While American car manufacturers were facing an uncertain future in Detroit, record growth was occurring in China. Chinese car dealerships are actually moving more cars than anywhere on Earth, and a growing number of the vehicles are from American automakers.
American automakers view China as critical to future earnings and growth. So on a recent visit to China, CBS News business and economics correspondent Rebecca Jarvis got a look at how this important market does business -- from the manufacturer, to the dealership -- and witnessed firsthand how important the American brand is to the Chinese consumer.
At a car showroom in Shanghai, you'll find plenty of Chevy fans.
When Jarvis asked one potential buyer what they liked about a Chevy vehicle, the response was simply, "It looks cool."
And the cars are moving fast.
Kevin Wale, president and chief executive officer of General Motor's operations in China, told CBS News, "We're doing many of the same things in China that we've done in the rest of the world, but we're doing it five times faster."
China's economy grew by a robust 9.1 percent in the third quarter, and the growth is fueling demand for cars.
When asked how pivotal China is to GM, Wale said it's "tremendously important." He said, "China is the largest market in the world, and it's the fastest growing market in the world. There's over 100 cities with more than a million people."
Last year, 16.6 million cars were sold in China -- five million more than in the entire United States -- a key reason GM says it must do business in Shanghai in order to remain competitive throughout the world.
GM produces three brands in China: Buick, Chevrolet, and Cadillac. Most popular is the Buick Excelle. GM sold more than 200,000 of them last year.
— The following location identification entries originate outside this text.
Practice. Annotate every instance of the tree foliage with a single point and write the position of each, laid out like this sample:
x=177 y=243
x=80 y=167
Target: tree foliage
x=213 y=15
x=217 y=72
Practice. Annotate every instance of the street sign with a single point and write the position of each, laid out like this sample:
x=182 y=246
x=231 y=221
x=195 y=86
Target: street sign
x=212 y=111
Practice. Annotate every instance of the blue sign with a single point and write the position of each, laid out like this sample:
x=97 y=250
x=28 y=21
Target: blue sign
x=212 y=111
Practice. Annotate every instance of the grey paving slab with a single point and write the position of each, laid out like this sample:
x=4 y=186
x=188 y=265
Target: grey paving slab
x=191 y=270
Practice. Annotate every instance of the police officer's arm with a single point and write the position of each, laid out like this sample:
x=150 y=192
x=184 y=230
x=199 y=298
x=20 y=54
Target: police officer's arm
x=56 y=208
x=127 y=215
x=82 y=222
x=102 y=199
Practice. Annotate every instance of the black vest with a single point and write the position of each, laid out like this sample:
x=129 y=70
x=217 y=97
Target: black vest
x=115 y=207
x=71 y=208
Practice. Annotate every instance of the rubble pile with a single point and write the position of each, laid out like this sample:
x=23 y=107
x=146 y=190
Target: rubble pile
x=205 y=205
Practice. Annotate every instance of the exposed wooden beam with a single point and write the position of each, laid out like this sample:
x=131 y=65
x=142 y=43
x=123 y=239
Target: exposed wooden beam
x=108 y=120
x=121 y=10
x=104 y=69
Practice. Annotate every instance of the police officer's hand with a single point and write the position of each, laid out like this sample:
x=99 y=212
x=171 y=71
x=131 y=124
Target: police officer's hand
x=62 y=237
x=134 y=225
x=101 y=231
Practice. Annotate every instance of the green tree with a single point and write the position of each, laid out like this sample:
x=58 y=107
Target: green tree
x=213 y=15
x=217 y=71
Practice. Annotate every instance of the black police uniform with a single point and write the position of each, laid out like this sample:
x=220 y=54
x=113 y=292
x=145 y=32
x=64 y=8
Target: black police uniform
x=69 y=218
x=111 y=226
But as GM's business in China continues to grow, it doesn't necessarily mean more jobs will be created at home in the United States.
Wale said, "Our philosophy with GM is we largely build where we sell. So, we have excellent production facilities in the U.S. and in Europe and in China, in Korea. So we don't try to ship into those countries as a normal strategy."
China isn't just an attractive market because of its size. Local demographics and social norms have played a key role. Car buying is mostly done with cash.
Another difference between the U.S. and Chinese markets? Well, let's just say this isn't your father's, or even your grandfather's, Buick. The people who buy cars are younger. The average age of someone buying a Buick, for instance, is around 30 in China, compared to about 60 in U.S.
Niles Wang bought his Buick Lacrosse three years ago for about $33,000.
Wang said, "I like GM because they produced produce car for more than 100 years, longer than any other producers."
When asked if he ever planned to buy a Chinese-manufactured car, he replied, "I don't know. Not right now."
Chinese consumers like Niles have helped make GM the top selling car maker in his country. With 13 percent of the market here, it's back in the driver's seat, heading toward a more profitable future.
Wale says that, after GM filed for bankruptcy in 2009, it expanded its Chinese operation by 70 percent. He says that move had a lot to do with the company getting back on its feet.